To begin, let me say that this book damn near saved my life, and that’s the honest truth. (As cheesy as it sounds, I care not.) I found this book at a very deep blues type of time in my life, and though it took me what felt like forever to complete it, I did. And it was amazing. Also, I think I was mostly because I was afraid of it ending after it had gotten me through so many hard days… so I may have drawn it out a bit.

The main character of the book is Francie, growing up in Brooklyn at the turn of the 20th century. Her father is a song-and-dance man, known for being an alcoholic. Not able to support his family, Francie’s mother steps in as the hardworking, ever-supporting mother. The book follows Francie from her early years into early adulthood. It’s just really an amazing book. Betty Smith reaches deep into the hearts and souls of her rich, well written characters.

Quotes from A Tree Grows in Brooklyn

“Who wants to die? Everything struggles to live. Look at that tree growing up there out of that grating. It gets no sun, and water only when it rains. It’s growing out of sour earth. And it’s strong because its hard struggle to live is making it strong. My children will be strong that way.”

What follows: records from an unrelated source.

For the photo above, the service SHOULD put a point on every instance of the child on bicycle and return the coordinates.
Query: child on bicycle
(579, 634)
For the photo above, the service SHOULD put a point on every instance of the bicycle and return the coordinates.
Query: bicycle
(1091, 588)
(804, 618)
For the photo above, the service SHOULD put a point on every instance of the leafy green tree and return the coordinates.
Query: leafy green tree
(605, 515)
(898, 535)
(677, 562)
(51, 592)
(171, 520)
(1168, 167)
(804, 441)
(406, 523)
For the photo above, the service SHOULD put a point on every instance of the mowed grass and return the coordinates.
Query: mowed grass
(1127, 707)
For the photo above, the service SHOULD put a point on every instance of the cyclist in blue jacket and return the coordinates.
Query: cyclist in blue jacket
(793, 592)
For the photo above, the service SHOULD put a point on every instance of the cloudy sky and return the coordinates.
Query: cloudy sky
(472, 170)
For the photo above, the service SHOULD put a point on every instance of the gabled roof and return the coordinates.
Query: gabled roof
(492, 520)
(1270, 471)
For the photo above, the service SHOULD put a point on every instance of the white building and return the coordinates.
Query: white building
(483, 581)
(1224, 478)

“From that time on, the world was hers for the reading. She would never be lonely again, never miss the lack of intimate friends. Books became her friends and there was one for every mood. There was poetry for quiet companionship. There was adventure when she tired of quiet hours. There would be love stories when she came into adolescence and when she wanted to feel a closeness to someone she could read a biography. On that day when she first knew she could read, she made a vow to read one book a day as long as she lived.”

“Sometimes I think it’s better to suffer bitter unhappiness and to fight and to scream out, and even to suffer that terrible pain, than to just be… safe. At least she knows she’s living.”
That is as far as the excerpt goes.